Further, the statements made by Johnston in relation to the Pfeiffer House investment are indistinguishable from the types of statements made in the course of any sale. They do not change the nature of the parties' relationship. This is especially so since Karpus was not an unsophisticated individual. He was an experienced (twenty years) "investment advisor."

Thus, Johnston's representations do not convert an ordinary arms-length business relationship into one where Sage, Rutty owed Karpus a special duty. See Boley, 700 F. Supp. at 681 (one party's reliance on another party with superior expertise, by itself, will not suffice to establish a fiduciary relationship); Greenwald v. Shearson Lehman Brothers, Inc., 11/4/93 NYLJ 22 (col.3) (Sup.Ct., N.Y.Cty, 1993) ("Merely alleging that plaintiffs had a brokerage account with [defendant broker/dealer] ... or that [defendant's] employee recommended purchase of the security is not enough [to establish a fiduciary duty]"). See also Moss v. Morgan Stanley, 719 F.2d 5, 15 (2d Cir. 1983) (no fiduciary duty, for 10b-5 purposes, exists for broker-dealers simply by virtue of their status as market professionals), cert. denied, 465 U.S. 1025, 104 S. Ct. 1280, 79 L. Ed. 2d 684 (1984).

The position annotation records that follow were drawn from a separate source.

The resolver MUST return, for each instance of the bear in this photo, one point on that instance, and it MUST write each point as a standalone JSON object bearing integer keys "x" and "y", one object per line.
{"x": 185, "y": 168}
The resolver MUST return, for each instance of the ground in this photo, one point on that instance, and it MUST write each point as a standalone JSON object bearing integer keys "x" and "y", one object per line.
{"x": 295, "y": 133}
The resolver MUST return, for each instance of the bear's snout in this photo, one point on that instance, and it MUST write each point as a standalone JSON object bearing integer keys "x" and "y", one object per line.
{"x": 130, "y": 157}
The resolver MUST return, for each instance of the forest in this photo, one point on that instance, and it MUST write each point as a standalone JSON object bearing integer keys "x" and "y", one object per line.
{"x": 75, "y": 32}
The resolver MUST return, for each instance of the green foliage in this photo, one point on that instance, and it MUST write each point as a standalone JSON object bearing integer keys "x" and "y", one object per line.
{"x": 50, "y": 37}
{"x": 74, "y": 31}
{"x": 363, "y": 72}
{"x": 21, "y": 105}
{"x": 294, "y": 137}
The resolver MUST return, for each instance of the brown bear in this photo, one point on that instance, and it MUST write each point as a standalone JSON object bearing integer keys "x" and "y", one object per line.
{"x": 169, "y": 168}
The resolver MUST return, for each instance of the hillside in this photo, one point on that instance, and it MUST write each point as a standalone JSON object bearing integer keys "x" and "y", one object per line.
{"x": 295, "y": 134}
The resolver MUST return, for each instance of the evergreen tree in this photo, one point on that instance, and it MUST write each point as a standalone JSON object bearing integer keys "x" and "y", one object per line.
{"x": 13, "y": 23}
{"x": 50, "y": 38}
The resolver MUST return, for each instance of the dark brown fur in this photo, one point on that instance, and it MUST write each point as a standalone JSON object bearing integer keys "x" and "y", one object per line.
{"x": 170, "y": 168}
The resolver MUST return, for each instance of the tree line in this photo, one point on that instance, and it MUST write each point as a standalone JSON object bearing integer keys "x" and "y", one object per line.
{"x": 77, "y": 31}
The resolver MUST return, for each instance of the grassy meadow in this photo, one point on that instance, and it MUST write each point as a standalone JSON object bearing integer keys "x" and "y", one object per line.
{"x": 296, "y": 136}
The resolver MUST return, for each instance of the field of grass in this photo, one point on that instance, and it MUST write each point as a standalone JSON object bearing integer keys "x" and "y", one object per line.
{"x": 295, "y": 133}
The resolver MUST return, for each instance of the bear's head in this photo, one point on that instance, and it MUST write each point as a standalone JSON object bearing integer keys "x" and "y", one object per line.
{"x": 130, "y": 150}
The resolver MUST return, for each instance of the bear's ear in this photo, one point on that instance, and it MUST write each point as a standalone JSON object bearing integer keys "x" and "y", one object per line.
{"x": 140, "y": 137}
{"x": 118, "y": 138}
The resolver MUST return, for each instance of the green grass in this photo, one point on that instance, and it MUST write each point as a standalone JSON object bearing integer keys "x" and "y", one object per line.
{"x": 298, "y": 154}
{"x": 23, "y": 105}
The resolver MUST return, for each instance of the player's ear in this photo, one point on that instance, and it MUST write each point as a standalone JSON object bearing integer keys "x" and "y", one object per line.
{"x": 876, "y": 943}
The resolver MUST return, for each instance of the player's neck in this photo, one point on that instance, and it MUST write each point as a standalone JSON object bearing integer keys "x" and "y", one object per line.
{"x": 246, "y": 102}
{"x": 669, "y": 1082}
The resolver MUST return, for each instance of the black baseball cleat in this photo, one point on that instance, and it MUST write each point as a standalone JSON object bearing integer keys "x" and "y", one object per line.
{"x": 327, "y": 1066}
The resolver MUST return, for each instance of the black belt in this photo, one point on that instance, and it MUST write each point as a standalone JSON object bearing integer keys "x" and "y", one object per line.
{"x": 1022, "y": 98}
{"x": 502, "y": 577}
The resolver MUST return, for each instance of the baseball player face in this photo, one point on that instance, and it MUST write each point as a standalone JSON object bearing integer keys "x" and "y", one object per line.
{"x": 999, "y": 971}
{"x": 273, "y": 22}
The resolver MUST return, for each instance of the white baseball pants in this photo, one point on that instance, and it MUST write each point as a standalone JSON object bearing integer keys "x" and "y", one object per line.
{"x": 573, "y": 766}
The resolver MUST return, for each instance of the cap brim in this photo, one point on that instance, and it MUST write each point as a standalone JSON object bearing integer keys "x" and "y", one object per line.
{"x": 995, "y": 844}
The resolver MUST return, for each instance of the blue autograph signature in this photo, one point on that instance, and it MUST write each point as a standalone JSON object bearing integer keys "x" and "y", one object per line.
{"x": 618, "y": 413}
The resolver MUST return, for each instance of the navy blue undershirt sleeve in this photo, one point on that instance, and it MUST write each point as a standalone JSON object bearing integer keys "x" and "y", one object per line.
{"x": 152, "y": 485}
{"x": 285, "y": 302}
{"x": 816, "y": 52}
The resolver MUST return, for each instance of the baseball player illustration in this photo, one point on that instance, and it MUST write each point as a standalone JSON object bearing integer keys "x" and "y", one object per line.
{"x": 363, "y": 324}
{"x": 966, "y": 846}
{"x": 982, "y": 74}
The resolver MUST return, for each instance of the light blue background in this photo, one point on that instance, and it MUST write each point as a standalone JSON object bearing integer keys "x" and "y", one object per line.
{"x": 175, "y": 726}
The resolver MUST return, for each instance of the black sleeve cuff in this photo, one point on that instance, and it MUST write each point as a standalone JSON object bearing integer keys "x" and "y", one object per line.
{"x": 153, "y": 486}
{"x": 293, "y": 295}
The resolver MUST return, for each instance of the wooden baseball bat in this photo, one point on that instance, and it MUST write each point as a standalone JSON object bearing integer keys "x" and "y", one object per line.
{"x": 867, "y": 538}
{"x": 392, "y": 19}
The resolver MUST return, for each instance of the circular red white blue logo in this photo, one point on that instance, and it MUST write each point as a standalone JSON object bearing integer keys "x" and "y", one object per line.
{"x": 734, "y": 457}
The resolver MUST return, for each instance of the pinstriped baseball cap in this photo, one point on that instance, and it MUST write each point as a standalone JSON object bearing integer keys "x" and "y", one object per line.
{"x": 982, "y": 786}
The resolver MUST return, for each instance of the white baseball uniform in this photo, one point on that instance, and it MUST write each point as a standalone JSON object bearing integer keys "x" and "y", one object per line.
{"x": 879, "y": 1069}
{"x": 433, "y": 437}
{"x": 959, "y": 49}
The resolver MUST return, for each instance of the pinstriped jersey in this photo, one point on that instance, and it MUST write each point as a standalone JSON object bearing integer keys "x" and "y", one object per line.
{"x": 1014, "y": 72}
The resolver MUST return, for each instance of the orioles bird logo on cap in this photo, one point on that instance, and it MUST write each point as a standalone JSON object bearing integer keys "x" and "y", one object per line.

In short, plaintiffs have failed to present sufficient evidence to raise an issue of fact about the Sage, Rutty Karpus relationship. Thus, that part of Count IV asserting a claim for breach of fiduciary duty against Sage, Rutty is dismissed.[5]

 
C) Plaintiffs' Negligence Claim:

Finally, Sage, Rutty moves to dismiss Count V of the amended complaint, for negligent misrepresentation. Sage, Rutty asserts that a fiduciary relationship is a necessary component of a negligent misrepresentation claim. Thus, because no fiduciary relationship exists between it and any of the plaintiffs, this claim too must be dismissed.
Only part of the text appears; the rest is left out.